Running the code results in:

>>> 0.0 0.0

So, it seems that the values were not copied into the struct.


#7

From what I’ve seen in tutorials, you often have to pass the pointer back to another Rust function which will get the requested value. It’s kludgy, but it gets the job done.


#8

Do you mean something like this?

#[no_mangle]
pub extern "C" fn mk_simple() -> Box<Simple> {
    let s = Box::new(Simple {
        one: 99.0 as c_float,
        two: 33.0 as c_double,
    });
    s
}

#[no_mangle]
pub extern "C" fn test2(mut simple: *mut Simple) {
    simple = Box::into_raw(mk_simple());
}

If I run this with my python script, I get the same result:

>>> 0.0 0.0

:neutral_face:


#9

You have your types mixed up. ‘mut simple’ means the pointer-typed variable simple is itself mutable; your code then ignores the original pointer passed as a parameter and changes the local variable to point to the result of Box::into_raw, then returns without doing anything useful. It’s as if you took a parameter like ‘mut x: u32’ and set x to 6: it won’t affect the caller.

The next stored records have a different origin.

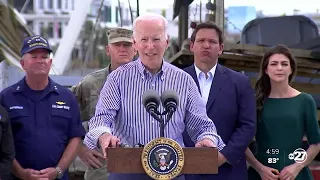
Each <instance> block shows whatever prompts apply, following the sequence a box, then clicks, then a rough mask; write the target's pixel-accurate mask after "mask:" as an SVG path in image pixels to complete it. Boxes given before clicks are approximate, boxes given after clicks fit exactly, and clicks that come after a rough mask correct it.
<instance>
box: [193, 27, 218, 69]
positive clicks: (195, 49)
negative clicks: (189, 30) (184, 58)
mask: <svg viewBox="0 0 320 180" xmlns="http://www.w3.org/2000/svg"><path fill="white" fill-rule="evenodd" d="M190 50H191V51H192V52H193V54H194V59H195V61H201V62H203V63H210V62H216V61H217V59H218V56H219V55H220V54H221V53H222V50H223V44H220V43H219V36H218V34H217V32H216V30H214V29H200V30H199V31H198V32H197V35H196V38H195V41H194V42H190Z"/></svg>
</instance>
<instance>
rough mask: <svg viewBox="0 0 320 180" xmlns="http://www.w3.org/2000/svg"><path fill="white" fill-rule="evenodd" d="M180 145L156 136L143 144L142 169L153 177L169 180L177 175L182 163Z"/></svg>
mask: <svg viewBox="0 0 320 180" xmlns="http://www.w3.org/2000/svg"><path fill="white" fill-rule="evenodd" d="M184 159H185V157H184V153H183V149H182V148H181V146H180V145H179V144H178V143H177V142H176V141H174V140H172V139H169V138H163V137H161V138H157V139H154V140H152V141H151V142H149V143H148V144H147V145H146V146H144V148H143V151H142V154H141V162H142V167H143V169H144V171H145V172H146V173H147V174H148V175H149V176H150V177H151V178H153V179H156V180H164V179H165V180H169V179H173V178H175V177H177V176H178V175H179V174H180V173H181V171H182V168H183V165H184Z"/></svg>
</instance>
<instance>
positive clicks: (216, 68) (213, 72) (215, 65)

If you want to pass a pointer as an ‘out parameter’ to Python then you need to declare it as a pointer to pointer, *mut *mut Simple; or you could just have the pointer be an actual return value. Alternately you can have Python allocate the Simple buffer itself (which is what your current Python code does), in which case there’s no need for Box on the Rust side; just fill in the fields of the pointer-to-struct - though then the Rust destructor of Simple won’t be invoked, which matters if there are any owning types in it.


#10

@Ronaldho80 Here’s the tutorial I was thinking about. I’m guessing that this is the way that will work in 100% of cases, but that it may be possible to transfer data in structs more directly in most languages (like Python).


#11

Thanks comex and bitgrinder. The tutorial is quite comprehensive.

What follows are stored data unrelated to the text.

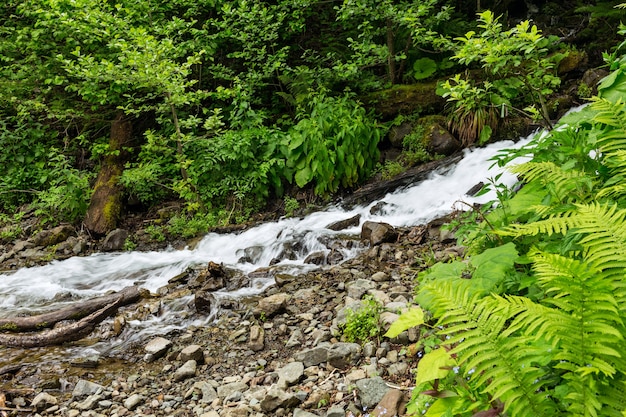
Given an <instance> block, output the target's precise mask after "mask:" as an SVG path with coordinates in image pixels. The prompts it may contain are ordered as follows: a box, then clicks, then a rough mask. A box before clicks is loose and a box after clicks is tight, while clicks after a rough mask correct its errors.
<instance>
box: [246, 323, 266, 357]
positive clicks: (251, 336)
mask: <svg viewBox="0 0 626 417" xmlns="http://www.w3.org/2000/svg"><path fill="white" fill-rule="evenodd" d="M264 346H265V331H264V330H263V328H262V327H261V326H259V325H258V324H255V325H254V326H252V327H250V341H249V342H248V347H249V348H250V349H251V350H252V351H254V352H258V351H260V350H263V347H264Z"/></svg>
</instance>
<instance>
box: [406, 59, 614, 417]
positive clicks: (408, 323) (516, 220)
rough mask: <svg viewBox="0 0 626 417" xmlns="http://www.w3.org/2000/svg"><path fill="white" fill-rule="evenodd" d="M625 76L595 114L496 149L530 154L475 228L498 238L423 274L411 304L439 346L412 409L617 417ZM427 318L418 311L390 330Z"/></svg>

The tutorial and comex suggested to use Vec<...> within a struct instead of a raw pointer. E.g.:

pub struct Simple {
   one: Vec<c_float>,
   two: Vec<Vec<c_double>>,
}

instead of

pub struct Simple {
   one: *mut c_float,
   two: *mut *mut c_double,
}

However, if I want to use nested vectors in the struct, I get a seg fault:

pub struct Buffer {
   buffer: Vec<Simple>,
}
pub struct Simple {
   one: Vec<c_float>,
   two: Vec<c_double>,
}

I guess that the Rust vectors size is not known to the C-Struct and that’s why it is messed up.

So, I tried using raw pointer:

#[repr(C)]
pub struct Simpler {
    eins: c_int,
}

#[repr(C)]
pub struct Simple {
    one: c_float,
    two: c_double,
    three: *mut Simpler,
}

#[repr(C)]
pub struct Buffer {
    simples: *mut Simple,
}

pub extern "C" fn test2(mut buffer: *mut Buffer) {
    let mut simple = vec![];
    unsafe {
        for i in 0..10 {
            let mut three = vec![];
            for j in 0..10 {
                three.push(Simpler { eins: j as c_int });
            }
            let mut s = Simple {
                one: 99.0 as c_float,
                two: 33.0 as c_double,
                // boxing does not work, because, it is deallocated
                // three: Box::into_raw(Box::new(three)) as *mut Simpler,
                // works:
                three: three.as_ptr() as *mut Simpler,
            };
            // forget three to stop de-allocation. However, Python needs to
            // de-allocate the struct. I am not sure, if it is able to do this.
            mem::forget(three);
            simple.push(s);
        }
        (*buffer).simples = simple.as_ptr() as *mut Simple;
    }
}

I found two problems here: the first one is that I need to use mem::forget to not let Rust de-allocate the three struct. Here, I am not sure, if Python really is able to drop three later. How could one drop a “forgotten” struct later in Rust?

The second problem, I found is that the first entry of the Buffer vector is messed up. All the others are fine. What could have caused this? Would you know a solution?

Thanks again for your help!


#12

I am interested in this as well. I just wanted to offer a suggestion: Python’s cffi module might be easier/more performant to use. There is a very good example of using Rust from Python here: https://github.com/jbaiter/python-rust-fst .


#13

Cool! Thx, this is a nice example!